It has now asked state drug controllers to ensure that the manufacturers have robust vendor qualification in place and use raw material, including excipients, from reliable and approved vendors only.
“This directorate has from time to time emphasised the critical importance of testing of raw materials including the excipients before their use in the manufacturing of pharmaceutical formulations,” said the circular issued by Rajeev Singh Raghuvanshi, Drug Controller General of India (DCGI). “All the state/ UT drug controllers are requested to take measures to ensure testing before the manufacture and release of the batch to the market by way of monitoring during inspections, sensitising the manufacturers through circulars, etc.”
As per drugs rules, the licensee shall either in his own laboratory or in any laboratory approved by the licensing authority test each batch or lot of the raw material used by him for the manufacture of his product and also each batch of the final product and shall maintain records or registers showing the particulars in respect of such tests, it noted. The regulator has asked the states to intimate it about action taken in this regard.
The story has been going on for some time. As reported by ET in December 2023, the drug regulator had found that the pharma industry was making use of industrial grade excipients unfit for human consumption for manufacturing medicines.
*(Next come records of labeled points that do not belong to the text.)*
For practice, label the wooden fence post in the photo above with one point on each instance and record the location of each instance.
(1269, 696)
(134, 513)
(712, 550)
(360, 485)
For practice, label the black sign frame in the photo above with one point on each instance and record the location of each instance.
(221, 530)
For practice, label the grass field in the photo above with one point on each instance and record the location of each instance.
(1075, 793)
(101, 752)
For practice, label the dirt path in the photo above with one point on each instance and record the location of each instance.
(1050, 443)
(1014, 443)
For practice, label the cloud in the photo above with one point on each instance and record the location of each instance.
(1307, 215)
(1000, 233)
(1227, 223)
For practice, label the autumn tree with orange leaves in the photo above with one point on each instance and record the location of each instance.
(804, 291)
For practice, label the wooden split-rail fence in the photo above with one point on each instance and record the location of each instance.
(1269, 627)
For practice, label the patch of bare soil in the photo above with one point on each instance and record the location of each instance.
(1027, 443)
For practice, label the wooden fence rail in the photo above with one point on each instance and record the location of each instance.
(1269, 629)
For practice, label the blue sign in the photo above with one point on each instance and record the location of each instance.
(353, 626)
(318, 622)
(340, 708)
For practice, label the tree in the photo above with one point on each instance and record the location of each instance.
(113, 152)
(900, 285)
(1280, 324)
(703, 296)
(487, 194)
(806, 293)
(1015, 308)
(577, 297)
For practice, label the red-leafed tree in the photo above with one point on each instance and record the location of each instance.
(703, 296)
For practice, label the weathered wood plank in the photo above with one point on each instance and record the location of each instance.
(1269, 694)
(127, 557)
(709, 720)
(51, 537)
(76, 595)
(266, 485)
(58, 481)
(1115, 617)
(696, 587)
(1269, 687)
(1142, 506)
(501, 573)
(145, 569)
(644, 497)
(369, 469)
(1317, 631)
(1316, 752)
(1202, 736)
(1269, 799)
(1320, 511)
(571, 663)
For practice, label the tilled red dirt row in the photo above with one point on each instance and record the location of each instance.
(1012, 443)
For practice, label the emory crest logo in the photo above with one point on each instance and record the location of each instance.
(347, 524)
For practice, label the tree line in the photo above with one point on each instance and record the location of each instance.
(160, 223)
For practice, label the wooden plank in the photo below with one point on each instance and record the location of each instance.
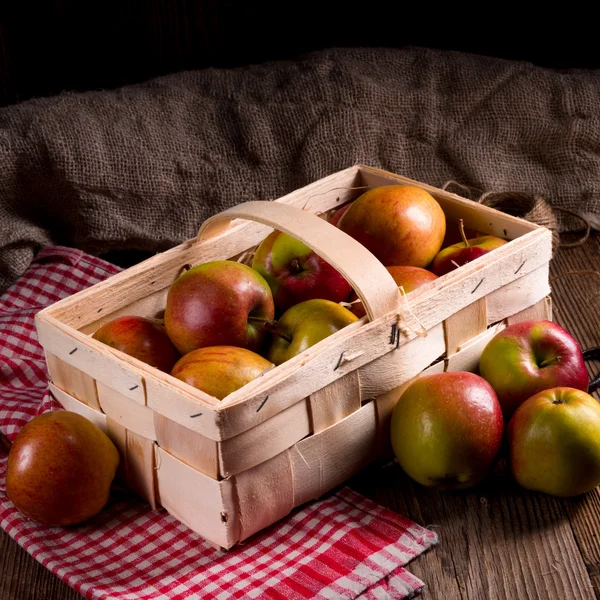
(264, 441)
(393, 369)
(334, 402)
(97, 360)
(540, 310)
(128, 413)
(519, 294)
(265, 494)
(188, 446)
(325, 460)
(141, 467)
(160, 271)
(464, 325)
(203, 504)
(73, 381)
(68, 402)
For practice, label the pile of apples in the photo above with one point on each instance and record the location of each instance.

The regulator also received international complaints and it was observed during inspections that excipients like glycerin and propylene glycol had been imported from different countries as industrial grade. They were supplied by unlicensed traders, not licensed under the Drugs and Cosmetics Act and Rules, to pharma manufacturing units. There was evidence that low-cost industrial/technical-grade gelatin was being imported, mainly from China, by unscrupulous traders and sold to soft capsule manufacturers who blend it with high quality gelatin made in India, in the manufacturing of capsules.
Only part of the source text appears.